Knowledge in an oral tradition is a living thing that must be actively cultured. There is nowhere outside the mind to store it, so it either gets repeated, or dies.
“To solve effectively the problem of retaining and retrieving carefully articulated thought, you have to do your thinking in mnemonic patterns, shaped for ready oral recurrence. Your thoughts must come into being in heavily rhythmic, balanced patterns, in repetitions or antithesis, in alliterations or assonances, in epithetic and other formulary expressions... Serious thought is intertwined with memory systems.” —Walter J. Ong, 1982, Orality and Literacy
In the living medium of the spoken word and communal memory, thoughts take on smooth curves, honed by the evolutionary selection pressures of telling and retelling over many generations.
I hadn't thought about the idea of languages evolving through "fitness" pressure like any other adaptation. This is why the tactics of rhetoric work so well in the English language. Alliteration, oxymorons, hyperbole, synecdoche, and others1. It turns out that what's pleasing to the ear — what's memorable — transmits through future generations more easily than something stilted or complex. What works survives. And rhetoric's been a field of study since the days of Aristotle, its effectiveness identified and modeled thousands of years ago.
Based on McLuhan's idea that the medium changes the nature of our thinking ("the medium is the message"), LLMs are sure to rewire our brains.
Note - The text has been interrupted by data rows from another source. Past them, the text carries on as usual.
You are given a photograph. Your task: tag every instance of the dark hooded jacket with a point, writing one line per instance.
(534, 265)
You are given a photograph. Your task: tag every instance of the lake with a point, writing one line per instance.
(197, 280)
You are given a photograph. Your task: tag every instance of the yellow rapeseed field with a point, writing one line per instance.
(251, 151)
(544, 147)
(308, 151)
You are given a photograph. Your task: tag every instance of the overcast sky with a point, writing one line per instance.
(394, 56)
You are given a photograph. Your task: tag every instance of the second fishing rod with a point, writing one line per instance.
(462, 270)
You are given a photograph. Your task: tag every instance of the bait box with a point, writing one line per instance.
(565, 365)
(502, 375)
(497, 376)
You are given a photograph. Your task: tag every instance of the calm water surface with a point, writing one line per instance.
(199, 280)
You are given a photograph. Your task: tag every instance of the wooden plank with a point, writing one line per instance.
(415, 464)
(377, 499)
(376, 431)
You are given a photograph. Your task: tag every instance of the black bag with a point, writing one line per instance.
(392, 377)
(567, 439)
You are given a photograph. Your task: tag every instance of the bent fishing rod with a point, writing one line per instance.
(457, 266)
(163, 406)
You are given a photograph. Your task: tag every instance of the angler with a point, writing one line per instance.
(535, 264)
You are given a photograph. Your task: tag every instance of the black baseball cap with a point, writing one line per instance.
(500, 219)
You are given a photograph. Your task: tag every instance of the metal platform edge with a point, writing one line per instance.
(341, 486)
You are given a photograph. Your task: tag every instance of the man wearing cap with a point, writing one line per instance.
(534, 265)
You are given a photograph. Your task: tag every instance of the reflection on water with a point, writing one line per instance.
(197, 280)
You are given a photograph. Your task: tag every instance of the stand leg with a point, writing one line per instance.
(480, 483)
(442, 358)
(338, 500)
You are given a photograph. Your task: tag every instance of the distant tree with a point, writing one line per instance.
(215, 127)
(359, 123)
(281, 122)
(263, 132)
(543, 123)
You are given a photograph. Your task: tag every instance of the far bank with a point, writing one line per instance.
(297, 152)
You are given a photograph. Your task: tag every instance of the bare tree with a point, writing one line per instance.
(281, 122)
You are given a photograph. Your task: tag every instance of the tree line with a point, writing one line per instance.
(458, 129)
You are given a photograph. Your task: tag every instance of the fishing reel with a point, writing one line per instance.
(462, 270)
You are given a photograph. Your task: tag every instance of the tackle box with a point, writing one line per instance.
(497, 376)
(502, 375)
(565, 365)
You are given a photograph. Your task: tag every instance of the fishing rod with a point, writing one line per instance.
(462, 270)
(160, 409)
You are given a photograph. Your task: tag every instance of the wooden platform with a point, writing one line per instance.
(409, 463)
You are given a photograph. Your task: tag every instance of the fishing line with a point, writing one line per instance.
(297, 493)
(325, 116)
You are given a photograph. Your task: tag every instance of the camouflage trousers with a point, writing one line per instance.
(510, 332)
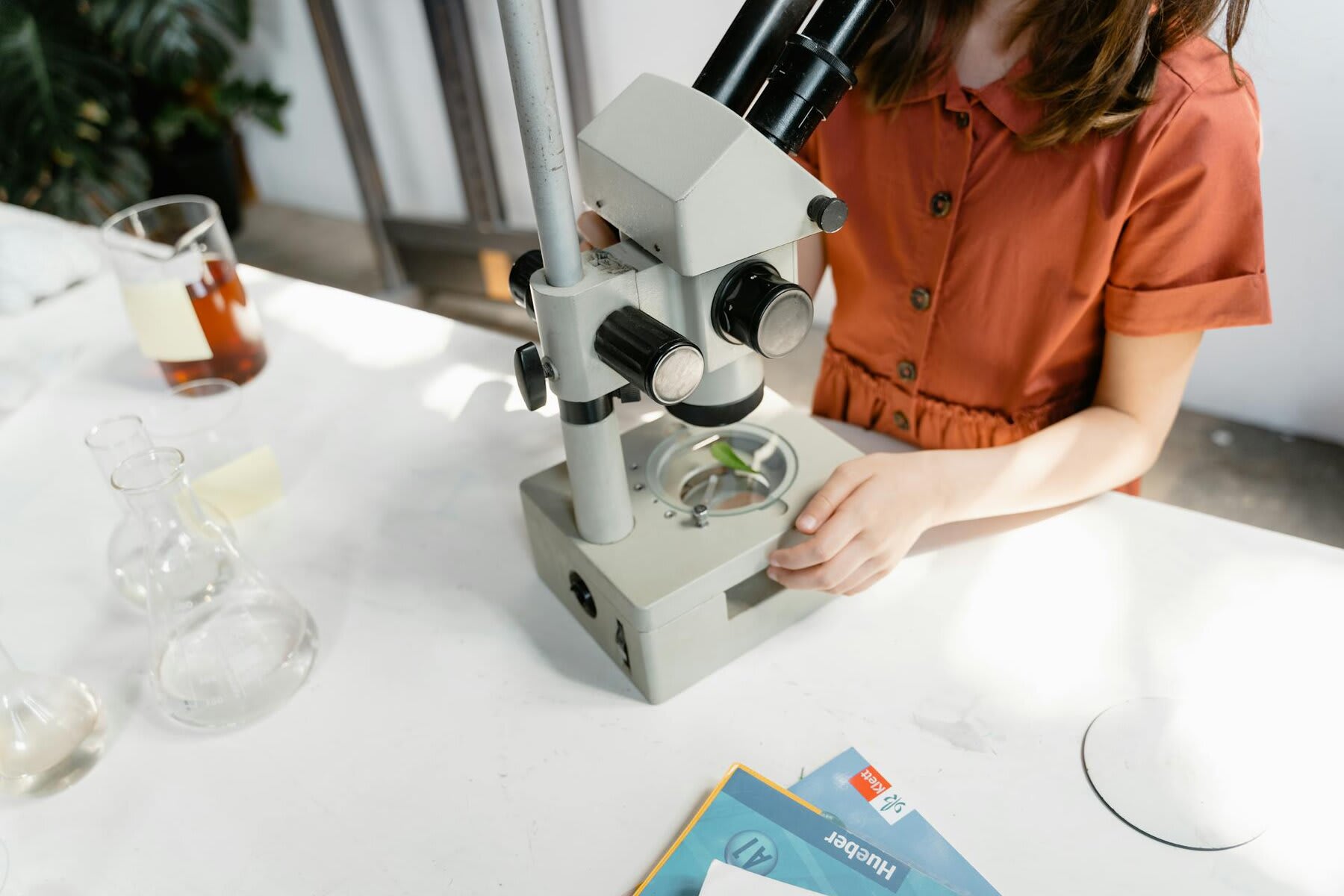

📝 Great Writing Is Invisible
makes a compelling observation here about what makes great writing great. Most "how to write" tips out there talk about tactical modifications to your wording ("don't use adverbs", "avoid passive voice", "show, don't tell"), but they don't explain why these particular tips make great writing better. Nat says it's about whether it's visible vs. invisible.Compare these two paragraphs:
“I know,” he said angrily.
“I know,” he grunted through gritted teeth.
The second one is generally “better” writing. But why?
The most basic explanation is: the first version uses an adverb. Adverbs bad! But why are they bad?
Well the better explanation is that the first version “tells instead of shows.” Saying “angrily” is not as vivid as “grunting through gritted teeth.” The latter is much easier to imagine.
But the best explanation is that the first version is visible, the second is invisible. The reason “telling instead of showing” is bad, and the reason the adverb is bad, is that they both make it clear a story is being told to you, instead of the story being hallucinated in your head.
For a great book on this topic, check out Mark Forsyth’s Elements of Eloquence. Highly interesting and entertaining.